The Cathedral in Liverpool is ‘in the round’, so we all went up in local groups and stood in a big circle around the altar. Our sponsors came up and stood behind us. There were so many people there it was a communal event, rather than an individual one, so don’t worry. People wore all sorts of clothes, most dressed smartly, some were very casual but I think it’s important to just dress appropriately for church.

You’ll be received at the Easter Vigil on the Saturday before Easter Sunday. Our service started at 9pm and lasted for less than 2 hours, but your priest will give you all the information you need about your parish arrangements. I was also received into the Catholic Church just before I was confirmed - others on my RCIA course had been baptised Catholic as infants, so it was slightly different for them.

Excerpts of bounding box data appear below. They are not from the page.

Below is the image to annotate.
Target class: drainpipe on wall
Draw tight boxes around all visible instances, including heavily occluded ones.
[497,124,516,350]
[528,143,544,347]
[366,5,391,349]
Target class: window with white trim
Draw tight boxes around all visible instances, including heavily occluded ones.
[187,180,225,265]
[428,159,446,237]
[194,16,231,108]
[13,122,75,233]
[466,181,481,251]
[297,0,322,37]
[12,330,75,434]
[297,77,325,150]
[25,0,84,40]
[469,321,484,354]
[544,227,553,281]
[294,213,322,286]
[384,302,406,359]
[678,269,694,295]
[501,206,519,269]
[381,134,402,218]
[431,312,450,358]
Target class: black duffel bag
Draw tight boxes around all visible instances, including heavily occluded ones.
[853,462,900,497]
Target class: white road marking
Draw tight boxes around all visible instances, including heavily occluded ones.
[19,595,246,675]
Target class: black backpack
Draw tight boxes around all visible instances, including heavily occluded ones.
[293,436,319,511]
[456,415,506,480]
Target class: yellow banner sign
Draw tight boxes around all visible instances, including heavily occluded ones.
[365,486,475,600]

Good luck, I’m sure you’ll enjoy it, it’s a wonderful experience!


#4

Re: how to address a bishop –

In church, you’re just going to say whatever the ritual calls for, like “I will” or “I am.” No forms of address needed.

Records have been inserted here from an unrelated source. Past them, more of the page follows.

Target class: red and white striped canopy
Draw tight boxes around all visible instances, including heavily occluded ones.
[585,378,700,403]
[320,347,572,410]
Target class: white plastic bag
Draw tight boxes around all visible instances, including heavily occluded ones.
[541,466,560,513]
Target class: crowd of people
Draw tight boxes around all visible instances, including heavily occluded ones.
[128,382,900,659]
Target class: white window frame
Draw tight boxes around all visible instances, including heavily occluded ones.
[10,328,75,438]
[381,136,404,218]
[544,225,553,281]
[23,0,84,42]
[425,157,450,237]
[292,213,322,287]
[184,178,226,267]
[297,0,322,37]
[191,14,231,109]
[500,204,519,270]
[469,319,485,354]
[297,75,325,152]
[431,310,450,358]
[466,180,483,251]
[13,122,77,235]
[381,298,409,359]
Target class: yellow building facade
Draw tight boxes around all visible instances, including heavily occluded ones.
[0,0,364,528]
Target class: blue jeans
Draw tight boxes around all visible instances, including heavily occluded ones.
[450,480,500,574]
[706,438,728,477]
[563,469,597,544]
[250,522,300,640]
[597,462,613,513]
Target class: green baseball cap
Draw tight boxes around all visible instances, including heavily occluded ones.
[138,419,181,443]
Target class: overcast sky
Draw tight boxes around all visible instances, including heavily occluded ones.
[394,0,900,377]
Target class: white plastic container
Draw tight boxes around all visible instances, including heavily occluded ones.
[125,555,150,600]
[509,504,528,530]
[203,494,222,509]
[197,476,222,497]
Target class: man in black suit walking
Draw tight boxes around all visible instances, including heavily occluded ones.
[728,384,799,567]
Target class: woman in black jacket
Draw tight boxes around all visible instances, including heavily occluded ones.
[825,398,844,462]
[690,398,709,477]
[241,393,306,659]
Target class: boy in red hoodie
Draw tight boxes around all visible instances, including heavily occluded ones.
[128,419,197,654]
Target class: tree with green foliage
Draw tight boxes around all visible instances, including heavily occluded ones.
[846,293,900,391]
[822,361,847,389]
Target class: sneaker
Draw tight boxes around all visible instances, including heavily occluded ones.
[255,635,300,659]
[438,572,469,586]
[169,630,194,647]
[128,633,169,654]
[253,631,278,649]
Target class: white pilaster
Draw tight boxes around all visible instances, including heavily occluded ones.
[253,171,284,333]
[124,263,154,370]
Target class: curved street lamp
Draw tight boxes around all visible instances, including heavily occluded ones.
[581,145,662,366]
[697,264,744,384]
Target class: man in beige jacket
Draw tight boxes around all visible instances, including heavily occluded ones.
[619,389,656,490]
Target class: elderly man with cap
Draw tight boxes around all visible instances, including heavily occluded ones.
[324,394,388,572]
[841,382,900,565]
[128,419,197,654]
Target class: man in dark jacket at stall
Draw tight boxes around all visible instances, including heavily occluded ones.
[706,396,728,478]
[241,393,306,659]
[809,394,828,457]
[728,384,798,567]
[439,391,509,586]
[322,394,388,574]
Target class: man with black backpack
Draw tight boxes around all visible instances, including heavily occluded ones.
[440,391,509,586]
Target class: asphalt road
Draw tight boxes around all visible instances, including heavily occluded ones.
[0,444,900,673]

If there’s a reception afterward and you want to talk to the bishop, there’s an old Ask an Apologist thread that says you say “Bishop [last name]” or “Your Excellency.” If he’s an archbishop, it’s the same, except it’s “Archbishop [last name].”

If you’re in someplace like Boston and your bishop/archbishop is from a religious order, you address him as “Bishop/Archbishop [first name in the order]” or “Your Excellency.”

There are some slightly different terms in some places outside the US.


#5

You may have occasion to address the Archbishop. After the Rite, our Bishop stands in front of the Sanctuary expressly to greet people. Anyone who wishes to may approach him to greet him. He does not present his ring to be kissed, but prefers to shake hands, and be addressed as Bishop so and so. One may also use Your Excellency. He is very friendly and likes to be with people.

So depending on the Bishop, you may have a chance to speak to him.


#6

In the UK, we would address Archbishops as “Your Grace” rather than “Your Excellency”.